There’s also a free web version and a Slate article about it which mentions “gamelike qualities” including “flow” — which I view with skepticism as a fair bit of malarkey, unless it’s the psychological concept coined by Mihaly Csikszentmihalyi — but I’m curious so I gave it a try.

I can’t imagine why anyone would want to read this twaddle, but here it is regardless.

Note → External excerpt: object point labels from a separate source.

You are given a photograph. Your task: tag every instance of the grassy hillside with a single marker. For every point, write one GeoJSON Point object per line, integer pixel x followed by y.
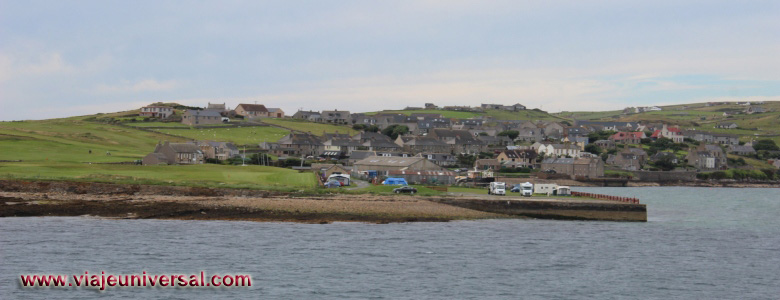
{"type": "Point", "coordinates": [251, 135]}
{"type": "Point", "coordinates": [70, 139]}
{"type": "Point", "coordinates": [701, 117]}
{"type": "Point", "coordinates": [206, 175]}
{"type": "Point", "coordinates": [58, 149]}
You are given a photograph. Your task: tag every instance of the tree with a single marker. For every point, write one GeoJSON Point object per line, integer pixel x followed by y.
{"type": "Point", "coordinates": [393, 131]}
{"type": "Point", "coordinates": [768, 145]}
{"type": "Point", "coordinates": [466, 160]}
{"type": "Point", "coordinates": [666, 163]}
{"type": "Point", "coordinates": [599, 135]}
{"type": "Point", "coordinates": [512, 134]}
{"type": "Point", "coordinates": [593, 148]}
{"type": "Point", "coordinates": [359, 127]}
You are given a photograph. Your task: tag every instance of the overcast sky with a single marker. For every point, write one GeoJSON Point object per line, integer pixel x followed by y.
{"type": "Point", "coordinates": [65, 58]}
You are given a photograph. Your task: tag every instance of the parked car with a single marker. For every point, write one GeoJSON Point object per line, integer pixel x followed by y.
{"type": "Point", "coordinates": [405, 189]}
{"type": "Point", "coordinates": [332, 184]}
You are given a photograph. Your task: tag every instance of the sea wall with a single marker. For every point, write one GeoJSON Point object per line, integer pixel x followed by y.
{"type": "Point", "coordinates": [561, 209]}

well I didn’t want to write for five minutes straight, but I guess I’ll have to, since there’s no way to set it for only two minutes. I’ve had this recommended to me by two people now, which means I have to try it. There’s obviously no wait to use italics, which is weird, because I really wanted to italicize that word “have” in the previous sentence. I also worry that I’m focused too much on proper spelling, because delete doesn’t work — or I should say it doesn’t count as actually typing when you’re being measured by this clock in the upper-right corner of the screen. Then again I guess I cannot be too angry at that, because Natalie Goldberg in her book _Writing Down the Bones_ says that when you’re writing a first draft, you shouldn’t even bother to crrect mistakes. There, klook — I kept that typo in, manh that is really againsty my nature but i’m into trying new things so let’s see what happens when I don’t bother with fixing things as I go. I suppose it’s supposed to open some new door of my consciousness, like a Rider on the Storm, but I don’t really believe that’s likely. On the other hand, who knows what will happen when I try to fight the internal censor? Then again I’m just sorta writing for the purpose of writing and I think the pressure of the clock is more hurtful than helpful here. I mean, I want to kin of organize my thoughts but I can’t, because I’m paranoid that if I do the wrong thing all my writing is going to disappear and there are few things in life worse than the idea that something I’ve worked really hard for will just vanish. Then again, that’s kind of what happens when a minecraft server wipes, so you’d think I’d be used to that by now. In a way, maybe this new format is kind of like a Tibetan Mandala, and it6’s healthy for5 us to consider the value of working really hard on something for a very long time only to see it get blown away to remind us of the transitory nature of all things. I wonder how this will read when I’m done — part of me thinks I’ll be all proud of myself to show off all the things I wrote when I’m done, not to mention the impressive 73 WPM that I achieved and DFANGIT i made another typo because it’s actually 83 wpm but I dare not co.. hey look the top of the thing says “WIN!” So I guess I won. Hooray for me.